Part of the problem is the government’s choke hold on the sector, despite the relaxation of protectionist policies. The movement towards trade liberalisation, and export promotion in particular, was designed to mark a shift from an anti-export bias to free trade such that government would not intervene in setting the market price of agricultural products. But 25 years later, the state is reluctant to loosen its hold on a leading foreign-currency earner and symbol for the Isles.

“We cannot let the farming of cloves go into private hands because the commodity is the symbol of Zanzibar,” Zanzibar’s Minister for Commerce, Industry and Marketing, Nassor Ahmad Mazrui, told Tanzania’s Business Week in February. Other government officials have also spoken on how cloves contribute significant amounts of foreign exchange to the national budget, suggesting that the government would be unwilling to surrender these profits.

They add that free market operations will spell the death of the sector by subjecting it to price fluctuations and profit motives. But the uncompetitive farm-gate prices that ZSTC offers – rumoured to be one fifth of the export price, allegations of quality downgrading and criticisms of financial mismanagement have seen farmers refuse to engage with the market. They either hoard their harvest, sell it on the black market, turn their trees into firewood or charcoal, or start farming other products like coconuts, which are freely traded. In response, the Zanzibar House of Representative endorsed a new Cloves Act Bill in January that discourages clove growers from making charcoal or otherwise consuming clove trees.

The clamour for a liberalised market, however, continues to be ignored. It has often topped the list of campaign promises by aspiring politicians and even Zanzibar’s retired President Amani Abeid Karume had vowed to liberalise the industry, but the status quo outlasted his political career.

Clove growers, through Zacpo, are also calling for policy reforms such as increased sector research and provision of better support services for farmers. They point the finger of blame at the Clove Market Law of 1985 and insist that the ZSTC needs to be disbanded. “The Clove Market Law of 1985, operational today, leaves farmers little or no role in price setting and limits their position in international market dynamics,” reads a 2013 report by Zacpo. Most recent calls have tempered the demand for a fully liberal market with that of a mixed approach, which allows direct export by some farmers and a supervisory role by government.

But their plea continues to fall on deaf ears and in an April 2014 State of the Nation report, Zanzibar’s President spoke of how his government would annually distribute 1m clove seedlings for the next three years as part of a plan to enhance production.

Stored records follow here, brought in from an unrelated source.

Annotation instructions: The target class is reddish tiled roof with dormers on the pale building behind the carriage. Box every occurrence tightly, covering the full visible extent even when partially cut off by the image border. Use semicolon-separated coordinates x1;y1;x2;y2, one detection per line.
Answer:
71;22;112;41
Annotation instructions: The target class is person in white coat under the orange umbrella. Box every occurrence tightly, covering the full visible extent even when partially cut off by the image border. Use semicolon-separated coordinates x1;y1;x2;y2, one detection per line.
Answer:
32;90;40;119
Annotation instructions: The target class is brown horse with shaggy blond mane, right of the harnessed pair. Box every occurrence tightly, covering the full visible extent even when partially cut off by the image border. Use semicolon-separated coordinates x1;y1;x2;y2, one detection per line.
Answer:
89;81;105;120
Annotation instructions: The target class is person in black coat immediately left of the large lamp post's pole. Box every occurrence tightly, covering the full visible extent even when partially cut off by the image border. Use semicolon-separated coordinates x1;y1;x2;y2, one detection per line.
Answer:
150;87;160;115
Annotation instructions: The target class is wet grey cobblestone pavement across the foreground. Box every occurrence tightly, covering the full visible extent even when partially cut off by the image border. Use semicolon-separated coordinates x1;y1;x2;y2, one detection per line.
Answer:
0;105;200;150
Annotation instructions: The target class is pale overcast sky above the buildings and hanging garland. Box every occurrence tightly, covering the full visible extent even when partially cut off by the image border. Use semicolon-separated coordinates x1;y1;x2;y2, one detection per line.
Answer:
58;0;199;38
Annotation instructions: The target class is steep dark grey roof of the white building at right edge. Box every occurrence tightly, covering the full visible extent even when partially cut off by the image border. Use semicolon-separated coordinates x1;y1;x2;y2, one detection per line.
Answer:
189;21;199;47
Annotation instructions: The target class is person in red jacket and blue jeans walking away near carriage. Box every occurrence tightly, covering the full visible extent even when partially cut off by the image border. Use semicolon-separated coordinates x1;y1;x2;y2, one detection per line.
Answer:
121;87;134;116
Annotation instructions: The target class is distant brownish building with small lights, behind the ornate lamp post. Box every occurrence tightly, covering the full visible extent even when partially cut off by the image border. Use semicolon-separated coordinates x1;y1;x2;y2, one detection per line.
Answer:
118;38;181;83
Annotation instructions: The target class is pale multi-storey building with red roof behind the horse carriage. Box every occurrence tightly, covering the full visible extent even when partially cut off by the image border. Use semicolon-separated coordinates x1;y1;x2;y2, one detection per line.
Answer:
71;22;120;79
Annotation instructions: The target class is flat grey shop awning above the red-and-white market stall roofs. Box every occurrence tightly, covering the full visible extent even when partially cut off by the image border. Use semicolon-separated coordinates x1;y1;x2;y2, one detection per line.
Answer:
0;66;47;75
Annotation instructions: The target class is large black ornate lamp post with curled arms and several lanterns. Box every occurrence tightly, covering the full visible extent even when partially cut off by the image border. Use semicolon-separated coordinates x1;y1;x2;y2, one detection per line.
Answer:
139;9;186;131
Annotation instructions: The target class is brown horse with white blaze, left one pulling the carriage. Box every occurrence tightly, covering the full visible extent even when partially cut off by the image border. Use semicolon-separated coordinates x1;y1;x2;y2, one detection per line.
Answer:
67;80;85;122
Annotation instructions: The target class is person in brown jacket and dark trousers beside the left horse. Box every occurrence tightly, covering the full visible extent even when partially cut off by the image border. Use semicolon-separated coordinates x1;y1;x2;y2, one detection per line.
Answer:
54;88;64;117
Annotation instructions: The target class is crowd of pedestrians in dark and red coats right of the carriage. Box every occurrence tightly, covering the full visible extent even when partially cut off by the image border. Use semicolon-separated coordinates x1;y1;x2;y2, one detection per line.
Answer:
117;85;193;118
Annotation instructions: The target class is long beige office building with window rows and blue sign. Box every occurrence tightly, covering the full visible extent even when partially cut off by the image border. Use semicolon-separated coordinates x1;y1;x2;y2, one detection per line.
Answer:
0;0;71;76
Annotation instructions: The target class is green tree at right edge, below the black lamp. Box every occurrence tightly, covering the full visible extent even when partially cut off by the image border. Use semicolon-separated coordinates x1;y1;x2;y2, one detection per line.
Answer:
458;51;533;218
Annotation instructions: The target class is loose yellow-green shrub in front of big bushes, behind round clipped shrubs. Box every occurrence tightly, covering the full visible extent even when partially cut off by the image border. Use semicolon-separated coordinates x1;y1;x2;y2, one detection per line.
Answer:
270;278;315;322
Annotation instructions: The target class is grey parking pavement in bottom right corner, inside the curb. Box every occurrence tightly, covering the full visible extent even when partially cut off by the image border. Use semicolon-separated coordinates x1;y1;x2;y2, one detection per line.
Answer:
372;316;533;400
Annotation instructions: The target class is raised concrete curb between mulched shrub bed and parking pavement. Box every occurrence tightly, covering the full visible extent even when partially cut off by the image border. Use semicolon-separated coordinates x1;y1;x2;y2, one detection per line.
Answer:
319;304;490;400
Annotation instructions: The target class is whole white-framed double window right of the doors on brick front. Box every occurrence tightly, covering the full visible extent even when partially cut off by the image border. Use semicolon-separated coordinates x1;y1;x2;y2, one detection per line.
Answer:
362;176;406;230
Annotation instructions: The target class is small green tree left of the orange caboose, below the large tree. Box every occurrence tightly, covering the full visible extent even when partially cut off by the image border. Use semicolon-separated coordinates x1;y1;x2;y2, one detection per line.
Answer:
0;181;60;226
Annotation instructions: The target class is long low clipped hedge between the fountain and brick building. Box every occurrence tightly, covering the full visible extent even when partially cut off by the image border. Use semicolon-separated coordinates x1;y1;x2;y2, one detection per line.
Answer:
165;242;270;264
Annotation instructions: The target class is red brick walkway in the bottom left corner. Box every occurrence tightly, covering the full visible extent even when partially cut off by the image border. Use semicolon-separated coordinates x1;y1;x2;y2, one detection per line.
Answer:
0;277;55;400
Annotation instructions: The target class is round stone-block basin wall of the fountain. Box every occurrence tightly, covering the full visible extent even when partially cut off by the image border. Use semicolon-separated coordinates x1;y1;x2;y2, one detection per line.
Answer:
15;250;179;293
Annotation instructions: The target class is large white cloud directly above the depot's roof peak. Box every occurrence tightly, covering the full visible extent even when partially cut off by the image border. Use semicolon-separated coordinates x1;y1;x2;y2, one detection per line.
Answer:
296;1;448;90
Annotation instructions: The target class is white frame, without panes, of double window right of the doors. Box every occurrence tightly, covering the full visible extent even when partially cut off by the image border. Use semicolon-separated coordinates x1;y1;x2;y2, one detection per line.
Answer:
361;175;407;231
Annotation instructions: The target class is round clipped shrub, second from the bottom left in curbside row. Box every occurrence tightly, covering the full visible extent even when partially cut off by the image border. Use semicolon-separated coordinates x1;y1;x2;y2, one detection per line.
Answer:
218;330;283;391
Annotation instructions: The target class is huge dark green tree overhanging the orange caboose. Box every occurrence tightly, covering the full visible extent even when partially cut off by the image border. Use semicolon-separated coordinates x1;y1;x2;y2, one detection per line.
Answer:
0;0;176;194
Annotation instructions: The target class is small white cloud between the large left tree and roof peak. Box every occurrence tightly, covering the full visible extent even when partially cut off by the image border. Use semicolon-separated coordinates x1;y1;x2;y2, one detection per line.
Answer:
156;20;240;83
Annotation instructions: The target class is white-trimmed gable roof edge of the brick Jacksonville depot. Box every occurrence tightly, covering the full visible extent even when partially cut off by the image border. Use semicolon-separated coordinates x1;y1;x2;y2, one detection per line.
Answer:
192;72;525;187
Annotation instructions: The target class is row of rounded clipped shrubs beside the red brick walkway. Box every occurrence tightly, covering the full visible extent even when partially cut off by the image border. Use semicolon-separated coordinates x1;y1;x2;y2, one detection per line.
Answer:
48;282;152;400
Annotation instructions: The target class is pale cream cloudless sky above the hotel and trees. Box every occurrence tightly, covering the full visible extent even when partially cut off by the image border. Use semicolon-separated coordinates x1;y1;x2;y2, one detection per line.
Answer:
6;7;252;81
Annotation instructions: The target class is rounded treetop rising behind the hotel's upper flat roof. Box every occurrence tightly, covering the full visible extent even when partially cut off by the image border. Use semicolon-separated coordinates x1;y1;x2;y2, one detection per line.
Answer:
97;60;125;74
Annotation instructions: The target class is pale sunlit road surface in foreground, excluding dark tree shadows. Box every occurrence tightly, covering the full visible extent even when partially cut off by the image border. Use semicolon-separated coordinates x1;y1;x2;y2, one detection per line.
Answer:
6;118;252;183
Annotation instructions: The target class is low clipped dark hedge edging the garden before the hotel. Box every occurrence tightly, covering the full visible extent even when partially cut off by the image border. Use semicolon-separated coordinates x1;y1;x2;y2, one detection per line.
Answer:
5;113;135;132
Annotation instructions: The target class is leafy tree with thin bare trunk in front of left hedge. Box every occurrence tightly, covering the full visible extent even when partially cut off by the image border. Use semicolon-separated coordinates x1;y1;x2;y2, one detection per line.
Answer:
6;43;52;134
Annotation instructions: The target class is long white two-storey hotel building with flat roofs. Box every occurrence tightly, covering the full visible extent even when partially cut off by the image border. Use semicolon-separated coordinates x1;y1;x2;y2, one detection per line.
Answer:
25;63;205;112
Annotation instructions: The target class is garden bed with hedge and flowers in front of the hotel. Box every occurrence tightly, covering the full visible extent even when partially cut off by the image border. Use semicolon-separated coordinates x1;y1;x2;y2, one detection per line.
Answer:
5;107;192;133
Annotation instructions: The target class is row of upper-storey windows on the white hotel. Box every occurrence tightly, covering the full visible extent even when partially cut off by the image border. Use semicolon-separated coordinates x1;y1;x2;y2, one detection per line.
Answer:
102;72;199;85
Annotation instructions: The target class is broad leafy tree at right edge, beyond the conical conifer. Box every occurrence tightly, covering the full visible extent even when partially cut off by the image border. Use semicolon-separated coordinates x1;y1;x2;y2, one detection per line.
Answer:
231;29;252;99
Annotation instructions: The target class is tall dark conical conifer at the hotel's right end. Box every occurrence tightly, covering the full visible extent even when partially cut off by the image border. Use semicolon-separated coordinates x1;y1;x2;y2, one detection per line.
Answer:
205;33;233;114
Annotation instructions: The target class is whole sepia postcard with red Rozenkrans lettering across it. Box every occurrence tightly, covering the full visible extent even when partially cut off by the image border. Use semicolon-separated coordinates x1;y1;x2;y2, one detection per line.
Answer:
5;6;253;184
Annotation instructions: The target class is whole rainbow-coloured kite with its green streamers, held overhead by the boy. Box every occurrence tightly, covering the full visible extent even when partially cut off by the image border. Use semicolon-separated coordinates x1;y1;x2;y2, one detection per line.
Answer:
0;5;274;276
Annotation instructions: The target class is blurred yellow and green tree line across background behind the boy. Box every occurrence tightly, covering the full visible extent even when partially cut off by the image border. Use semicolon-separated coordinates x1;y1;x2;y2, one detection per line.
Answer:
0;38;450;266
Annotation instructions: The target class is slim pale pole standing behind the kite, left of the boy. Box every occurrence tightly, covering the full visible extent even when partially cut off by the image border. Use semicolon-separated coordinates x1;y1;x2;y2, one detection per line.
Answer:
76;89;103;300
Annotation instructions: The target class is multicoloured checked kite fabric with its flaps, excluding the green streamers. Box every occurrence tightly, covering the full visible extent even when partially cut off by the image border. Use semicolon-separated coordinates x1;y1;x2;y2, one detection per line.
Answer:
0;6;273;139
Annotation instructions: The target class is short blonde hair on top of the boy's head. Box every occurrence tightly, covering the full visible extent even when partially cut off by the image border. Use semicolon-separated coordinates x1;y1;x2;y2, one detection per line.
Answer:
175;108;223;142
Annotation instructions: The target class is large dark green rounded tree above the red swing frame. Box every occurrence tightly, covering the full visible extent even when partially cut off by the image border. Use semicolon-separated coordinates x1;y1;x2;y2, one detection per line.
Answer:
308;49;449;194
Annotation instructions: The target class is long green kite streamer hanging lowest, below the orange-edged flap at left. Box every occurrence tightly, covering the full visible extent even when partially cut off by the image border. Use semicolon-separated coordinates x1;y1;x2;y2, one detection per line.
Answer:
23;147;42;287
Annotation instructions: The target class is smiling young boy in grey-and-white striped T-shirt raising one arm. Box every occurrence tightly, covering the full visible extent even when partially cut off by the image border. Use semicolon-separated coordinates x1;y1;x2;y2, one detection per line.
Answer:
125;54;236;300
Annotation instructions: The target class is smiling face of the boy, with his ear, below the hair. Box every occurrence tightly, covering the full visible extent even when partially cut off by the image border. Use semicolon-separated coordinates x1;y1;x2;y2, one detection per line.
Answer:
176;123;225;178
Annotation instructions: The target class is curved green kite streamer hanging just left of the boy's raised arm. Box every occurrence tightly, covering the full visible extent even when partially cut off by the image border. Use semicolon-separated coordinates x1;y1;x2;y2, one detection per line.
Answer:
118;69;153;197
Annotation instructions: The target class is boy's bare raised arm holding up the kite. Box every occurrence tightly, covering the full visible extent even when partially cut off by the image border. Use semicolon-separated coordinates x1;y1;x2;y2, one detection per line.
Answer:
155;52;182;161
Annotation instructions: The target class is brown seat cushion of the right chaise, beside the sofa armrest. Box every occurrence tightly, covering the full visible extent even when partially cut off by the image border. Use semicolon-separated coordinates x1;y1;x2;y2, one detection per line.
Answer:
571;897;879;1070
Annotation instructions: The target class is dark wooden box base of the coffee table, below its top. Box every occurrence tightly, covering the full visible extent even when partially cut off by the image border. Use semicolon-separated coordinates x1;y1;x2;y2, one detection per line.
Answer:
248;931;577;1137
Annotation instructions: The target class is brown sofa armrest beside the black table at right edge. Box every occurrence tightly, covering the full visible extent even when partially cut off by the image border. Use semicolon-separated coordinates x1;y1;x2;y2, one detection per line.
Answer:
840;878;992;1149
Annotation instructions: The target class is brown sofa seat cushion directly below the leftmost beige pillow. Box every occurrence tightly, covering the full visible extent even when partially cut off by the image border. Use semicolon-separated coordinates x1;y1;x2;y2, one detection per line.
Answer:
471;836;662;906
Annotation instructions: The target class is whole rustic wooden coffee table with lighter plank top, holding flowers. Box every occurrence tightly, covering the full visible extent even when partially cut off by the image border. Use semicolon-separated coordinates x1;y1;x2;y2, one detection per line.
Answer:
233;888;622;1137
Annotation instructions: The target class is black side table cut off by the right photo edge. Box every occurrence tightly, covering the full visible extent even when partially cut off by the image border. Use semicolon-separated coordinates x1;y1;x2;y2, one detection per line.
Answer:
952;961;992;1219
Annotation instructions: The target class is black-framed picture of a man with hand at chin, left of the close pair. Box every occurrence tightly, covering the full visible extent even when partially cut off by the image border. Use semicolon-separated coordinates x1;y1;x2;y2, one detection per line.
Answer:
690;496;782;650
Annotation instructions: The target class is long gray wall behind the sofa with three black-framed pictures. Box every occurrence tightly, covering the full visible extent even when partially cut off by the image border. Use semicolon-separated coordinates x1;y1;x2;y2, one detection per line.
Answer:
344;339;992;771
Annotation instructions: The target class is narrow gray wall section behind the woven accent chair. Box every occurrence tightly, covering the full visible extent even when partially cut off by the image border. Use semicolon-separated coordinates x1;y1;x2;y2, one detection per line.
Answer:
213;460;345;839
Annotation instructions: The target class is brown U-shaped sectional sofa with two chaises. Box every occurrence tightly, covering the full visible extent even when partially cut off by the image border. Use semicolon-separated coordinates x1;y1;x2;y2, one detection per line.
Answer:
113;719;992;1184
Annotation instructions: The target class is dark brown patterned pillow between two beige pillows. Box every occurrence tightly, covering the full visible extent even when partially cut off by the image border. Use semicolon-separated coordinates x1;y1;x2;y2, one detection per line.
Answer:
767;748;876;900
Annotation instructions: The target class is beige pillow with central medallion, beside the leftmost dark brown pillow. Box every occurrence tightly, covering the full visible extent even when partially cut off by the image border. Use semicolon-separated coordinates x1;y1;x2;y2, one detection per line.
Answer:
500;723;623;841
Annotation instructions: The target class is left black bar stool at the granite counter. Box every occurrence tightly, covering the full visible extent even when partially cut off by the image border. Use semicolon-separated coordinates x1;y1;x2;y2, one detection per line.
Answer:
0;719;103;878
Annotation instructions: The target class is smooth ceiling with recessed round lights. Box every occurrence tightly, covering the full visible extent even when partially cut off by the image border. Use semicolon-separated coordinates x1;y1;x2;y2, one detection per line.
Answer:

Aside from the fate of the farmers, the decline of the sector may adversely affect the island’s tourism earnings since visits to clove farms have become a cornerstone of the island’s tour packages, therefore threatening both of the island’s top foreign-exchange earners.

Branding strategy
Possibly more damning than the severe drop in Zanzibar’s clove production in recent years is how the island is credited for an even smaller percentage of its output, since most of its cloves are exported to Indonesia, India and Japan for processing and packaging – either as oil, cigarettes or in their pure form. So in its 2011 report, Zacpo called for the privatisation of the oil distillery in Pemba to pave the way for industrial and commercial production of essential oils and increase Zanzibar’s share in the global oil markets.

In late 2012, the International Trade Centre and the World Intellectual Property Organisation joined hands with Tanzania to develop an intellectual property and branding strategy for its cloves. The “Zanzibar Exotic Originals” trade mark was created.

It currently targets tourists visiting the island and is yet to be launched internationally. The development of the brand has injected optimism into the local sector by imbuing it with a much needed sense of national pride. For the marketing concept to have any long-term impact, however, it will have to go hand in hand with a relaxation of government controls.

Zanzibar’s farmers may continue hiding their cloves under their beds but it isn’t a good idea for their government to stash the entire sector under theirs.